Clinicians routinely assess and document progression of cancer on the basis of multiple factors, which may or may not include imaging results. As previously shown [18], limitations in EHR data (e.g., radiology report documentation patterns lack the level of tumor measurement detail required for RECIST) constrain the ability to consistently derive RECIST-defined progression from routine EHR written documentations, regardless of tumor type. Access to raw files of imaging captured during routine care would enable concordance analyses at the patient level between the application of RECIST to radiographic images and the derivation of rwP from EHR documentation. The comparability of endpoints captured in the real-world versus the trial setting is a key scientific question, particularly in the context of using RWD in external comparator cohorts.

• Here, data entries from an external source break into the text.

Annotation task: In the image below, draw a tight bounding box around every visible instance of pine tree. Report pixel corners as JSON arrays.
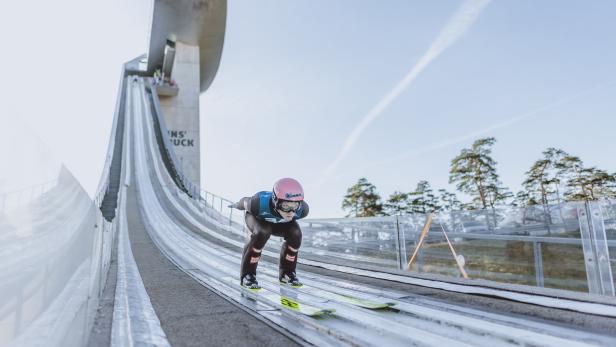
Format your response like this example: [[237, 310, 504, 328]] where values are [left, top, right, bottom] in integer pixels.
[[449, 137, 510, 209], [408, 181, 439, 214], [383, 191, 409, 216], [522, 148, 568, 205], [558, 155, 616, 201], [342, 178, 383, 217], [438, 189, 462, 211]]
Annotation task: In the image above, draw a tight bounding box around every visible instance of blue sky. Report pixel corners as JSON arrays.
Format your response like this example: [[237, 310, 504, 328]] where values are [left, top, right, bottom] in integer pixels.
[[202, 1, 616, 217], [0, 0, 616, 217]]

This study focuses on solid tumors; derivation of progression events for liquid/hematologic malignancies may require distinct processes, given differences in how disease burden is ascertained (i.e., often by labs or pathology, rather than by radiographic imaging) [57,58,59,60]. Even within the realm of solid tumors, this study highlights the need for tumor-specific considerations regarding cited source evidence, which in turn can inform the methodology behind the approach for ascertaining rwP for specific cancers. Therefore, cohort characteristics and idiosyncrasies in disease-specific standards of care warrant particular attention when the intention is to produce generalizable results.

Future steps to support development of robust and reliable variables and endpoints for RWE include standardization of approaches across various RWD sources. Appropriate deployment of novel endpoints also requires alignment in the field on the minimum set of metrics needed for characterization frameworks and on the criteria and standards for quality evaluation (e.g., completeness). Additionally, a system that enables continuous variable and endpoint performance reappraisal over time is needed to account for the evolution in documentation or data capture in real-world settings, changes in data sources, and changes in patterns of care. Finally, future work could define the dimensions for a checklist, which may include pre-specified thresholds, to determine “fitness for use” of a given variable (e.g., minimum date agreement at the cohort level) for specific research questions. Defining thresholds for real-world endpoint assessment requires further study because published literature may not always be relevant or available.


Derivation of a rwP variable from EHR documentation is feasible and reliable across the five solid tumors evaluated. Endpoint analyses show that rwP reflects clinically meaningful information, as demonstrated by the correlations of rwP with downstream events and other endpoints. On the basis of these findings, we determined that our rwP abstraction approach is suitable for implementation in large, real-world EHR datasets and may enable outcome analyses.